In the New Testament, the people of God are called by the name “church.” The English word “church” can be used to describe both a local congregation or all Christians everywhere. In contemporary use, the word is also used to describe buildings and denominations. In these latter ways, the English word “church” does not exactly parallel the Greek word in the New Testament.   The word from which “church” is translated, ekklasia, occurs 114 times in the New Testament. No other word translates into the English word “church.” But the Greek word, ekklasia was used in the New Testament period to describe more than the gatherings of Christians. The word was often used in Greek cities to refer to assemblies called to perform specific tasks. In Acts 7:38 and Hebrews 2:12, ekklasia is used to describe Old Testament assemblies. Luke uses ekklasia three times in Acts 19 to describe the riot which gathers in an amphitheater in Ephesus to deal with Paul. The remaining 109 uses of the word in the New Testament refer to a Christian assembly.  

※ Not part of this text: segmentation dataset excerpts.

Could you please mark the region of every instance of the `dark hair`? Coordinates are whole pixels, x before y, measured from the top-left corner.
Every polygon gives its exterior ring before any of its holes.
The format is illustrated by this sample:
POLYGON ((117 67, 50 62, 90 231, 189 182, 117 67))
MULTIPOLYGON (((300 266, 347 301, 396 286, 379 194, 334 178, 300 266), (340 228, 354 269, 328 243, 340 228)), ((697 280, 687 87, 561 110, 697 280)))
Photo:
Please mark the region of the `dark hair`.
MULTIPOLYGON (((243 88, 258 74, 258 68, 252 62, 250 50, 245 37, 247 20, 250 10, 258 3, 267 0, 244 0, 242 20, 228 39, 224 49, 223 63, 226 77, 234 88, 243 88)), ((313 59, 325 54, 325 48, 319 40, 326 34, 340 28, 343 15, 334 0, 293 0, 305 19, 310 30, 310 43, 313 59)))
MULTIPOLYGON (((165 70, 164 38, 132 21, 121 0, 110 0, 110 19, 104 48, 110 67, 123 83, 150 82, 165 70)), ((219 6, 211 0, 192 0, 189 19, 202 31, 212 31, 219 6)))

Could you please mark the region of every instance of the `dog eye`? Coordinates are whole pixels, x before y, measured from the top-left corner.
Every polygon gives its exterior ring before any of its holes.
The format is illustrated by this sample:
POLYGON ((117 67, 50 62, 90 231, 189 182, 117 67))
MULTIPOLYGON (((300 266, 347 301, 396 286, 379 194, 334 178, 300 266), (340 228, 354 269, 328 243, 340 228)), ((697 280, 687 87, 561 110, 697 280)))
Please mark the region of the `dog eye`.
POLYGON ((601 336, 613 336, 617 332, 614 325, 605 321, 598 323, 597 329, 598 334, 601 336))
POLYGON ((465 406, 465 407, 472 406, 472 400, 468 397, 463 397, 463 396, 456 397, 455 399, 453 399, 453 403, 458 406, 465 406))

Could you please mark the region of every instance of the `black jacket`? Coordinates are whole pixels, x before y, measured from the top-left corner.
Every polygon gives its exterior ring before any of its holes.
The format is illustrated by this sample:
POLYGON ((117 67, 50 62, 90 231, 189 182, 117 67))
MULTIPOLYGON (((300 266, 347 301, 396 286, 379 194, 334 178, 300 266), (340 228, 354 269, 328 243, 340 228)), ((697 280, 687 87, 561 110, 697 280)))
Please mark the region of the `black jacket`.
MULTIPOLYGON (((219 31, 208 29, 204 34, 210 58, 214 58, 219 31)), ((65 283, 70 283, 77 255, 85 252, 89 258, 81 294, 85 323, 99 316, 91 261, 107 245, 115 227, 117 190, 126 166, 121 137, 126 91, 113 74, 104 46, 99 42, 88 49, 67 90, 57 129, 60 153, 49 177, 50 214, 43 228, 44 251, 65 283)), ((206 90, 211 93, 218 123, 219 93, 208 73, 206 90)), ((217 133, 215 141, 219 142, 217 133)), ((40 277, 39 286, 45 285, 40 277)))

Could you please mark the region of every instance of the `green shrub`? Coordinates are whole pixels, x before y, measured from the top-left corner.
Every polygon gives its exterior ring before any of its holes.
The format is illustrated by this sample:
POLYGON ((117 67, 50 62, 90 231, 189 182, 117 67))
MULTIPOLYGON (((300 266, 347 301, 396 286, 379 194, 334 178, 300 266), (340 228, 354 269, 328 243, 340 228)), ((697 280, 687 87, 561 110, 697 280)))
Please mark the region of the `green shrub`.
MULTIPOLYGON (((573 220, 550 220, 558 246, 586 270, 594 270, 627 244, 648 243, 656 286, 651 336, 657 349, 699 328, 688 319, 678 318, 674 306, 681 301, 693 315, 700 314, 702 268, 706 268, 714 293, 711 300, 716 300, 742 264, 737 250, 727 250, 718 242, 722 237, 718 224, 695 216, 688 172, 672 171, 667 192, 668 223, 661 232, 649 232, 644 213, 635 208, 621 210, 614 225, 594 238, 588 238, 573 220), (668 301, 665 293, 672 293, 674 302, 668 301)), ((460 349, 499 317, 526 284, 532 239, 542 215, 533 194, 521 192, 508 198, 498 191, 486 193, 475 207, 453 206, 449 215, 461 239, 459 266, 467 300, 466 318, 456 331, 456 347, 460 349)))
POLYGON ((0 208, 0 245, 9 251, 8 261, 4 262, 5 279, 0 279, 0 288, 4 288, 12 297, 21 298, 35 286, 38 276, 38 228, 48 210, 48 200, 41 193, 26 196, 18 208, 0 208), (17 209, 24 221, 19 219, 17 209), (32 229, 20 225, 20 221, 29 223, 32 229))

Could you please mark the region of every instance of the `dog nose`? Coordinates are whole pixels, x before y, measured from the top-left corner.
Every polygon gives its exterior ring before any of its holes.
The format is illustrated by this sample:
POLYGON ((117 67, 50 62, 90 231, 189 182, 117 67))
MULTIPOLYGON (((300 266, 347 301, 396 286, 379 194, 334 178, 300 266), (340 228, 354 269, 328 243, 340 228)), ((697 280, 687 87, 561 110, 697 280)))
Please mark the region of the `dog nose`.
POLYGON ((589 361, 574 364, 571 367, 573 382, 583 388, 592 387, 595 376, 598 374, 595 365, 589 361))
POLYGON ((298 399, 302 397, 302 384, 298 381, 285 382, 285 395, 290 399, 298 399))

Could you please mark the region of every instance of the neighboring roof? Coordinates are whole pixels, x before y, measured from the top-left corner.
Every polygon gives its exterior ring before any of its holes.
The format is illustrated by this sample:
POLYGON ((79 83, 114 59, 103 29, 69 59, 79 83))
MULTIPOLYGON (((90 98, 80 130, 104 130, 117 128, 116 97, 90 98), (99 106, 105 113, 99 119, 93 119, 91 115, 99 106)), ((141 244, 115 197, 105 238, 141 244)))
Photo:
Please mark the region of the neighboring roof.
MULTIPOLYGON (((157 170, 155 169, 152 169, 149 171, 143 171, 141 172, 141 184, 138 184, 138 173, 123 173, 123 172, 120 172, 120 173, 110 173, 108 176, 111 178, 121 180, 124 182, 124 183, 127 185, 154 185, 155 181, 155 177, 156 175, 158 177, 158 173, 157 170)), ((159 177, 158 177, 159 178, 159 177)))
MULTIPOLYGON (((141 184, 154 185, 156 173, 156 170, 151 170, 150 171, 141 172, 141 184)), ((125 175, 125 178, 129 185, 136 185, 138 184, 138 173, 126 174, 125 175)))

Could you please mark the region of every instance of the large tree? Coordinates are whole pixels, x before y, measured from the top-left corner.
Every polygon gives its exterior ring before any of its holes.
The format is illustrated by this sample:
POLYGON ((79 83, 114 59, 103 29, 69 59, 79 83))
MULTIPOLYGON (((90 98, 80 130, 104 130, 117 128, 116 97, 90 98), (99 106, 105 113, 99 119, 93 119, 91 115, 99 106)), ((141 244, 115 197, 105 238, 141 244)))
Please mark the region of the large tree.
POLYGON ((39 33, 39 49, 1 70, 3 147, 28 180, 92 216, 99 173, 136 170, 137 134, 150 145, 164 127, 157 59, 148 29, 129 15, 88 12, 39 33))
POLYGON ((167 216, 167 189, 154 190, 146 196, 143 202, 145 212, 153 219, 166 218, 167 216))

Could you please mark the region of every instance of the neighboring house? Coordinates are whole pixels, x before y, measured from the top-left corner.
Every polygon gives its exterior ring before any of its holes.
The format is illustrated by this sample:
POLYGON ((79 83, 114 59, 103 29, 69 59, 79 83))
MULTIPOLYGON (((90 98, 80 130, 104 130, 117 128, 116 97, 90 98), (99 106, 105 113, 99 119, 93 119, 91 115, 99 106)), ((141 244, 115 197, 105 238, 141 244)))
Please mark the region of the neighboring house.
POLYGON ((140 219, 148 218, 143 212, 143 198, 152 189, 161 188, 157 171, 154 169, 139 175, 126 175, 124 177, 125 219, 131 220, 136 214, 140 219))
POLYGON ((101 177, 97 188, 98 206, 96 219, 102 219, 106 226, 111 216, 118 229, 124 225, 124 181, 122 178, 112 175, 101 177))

Taken together, the images used in the New Testament present a rich theology of the church. The church is the people of God, the new creation, the fellowship and, of course, the body of Christ. In this fellowship are those people who have accepted and entered into the reign of God. This reign is not entered into by nations, or even families, but by individuals (see Mark 3:31-35; cf. Matt. 10:37). According to Jesus’ parable in Matthew 21, the Kingdom of God was taken from the Jews and given to a people, as Jesus said “who will produce its fruit.” The relationship between the kingdom and church can therefore be defined, The kingdom of God creates the church. True Christians “constitute a Kingdom in their relation to God in Christ as their Ruler, and a Church in their separateness from the world in devotion to God, and in their organic union with one another.